No sábado, eu trafegava pela rotatória da Júlio César com Pedro Álvares Cabral, no trecho que passa junto ao Sistema de Proteção da Amazônia — SIPAM. Ali, as obras provocaram retenção de água, grande o suficiente para não escoar nem evaporar. Formou-se uma enorme poça de água suja. Brinquei algumas vezes dizendo que o “Ação Metrópole” deu à cidade um laguinho. Constatei que minha ironia não estava desprovida de verdade. Às 16h30, cerca de cinco crianças curtiam um plácido banho, uma delas munida de boia, a clássica câmara de pneu. Sem a menor necessidade, claro, já que a água provavelmente não deve passar dos seus joelhos.
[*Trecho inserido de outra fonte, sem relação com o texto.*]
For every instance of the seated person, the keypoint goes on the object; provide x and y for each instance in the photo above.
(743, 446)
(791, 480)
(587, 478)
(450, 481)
Mas se é para curtir, então que se faça o serviço completo.
Ontem, no final da tarde, fomos conhecer a sorveteria e lanchonete Ice Bode, na Duque, atraídos pelo espaço destinado a crianças, de que já nos haviam falado. Percebemos de imediato que muita gente foi para lá mirando a mesma conveniência. A quase superlotação me levou a concluir que, se as pessoas se espremem numa casa como aquela, por causa de meia dúzia de brinquedinhos, é porque o baixo leque de opções (ou a preguiça, ou ambos) está influenciando.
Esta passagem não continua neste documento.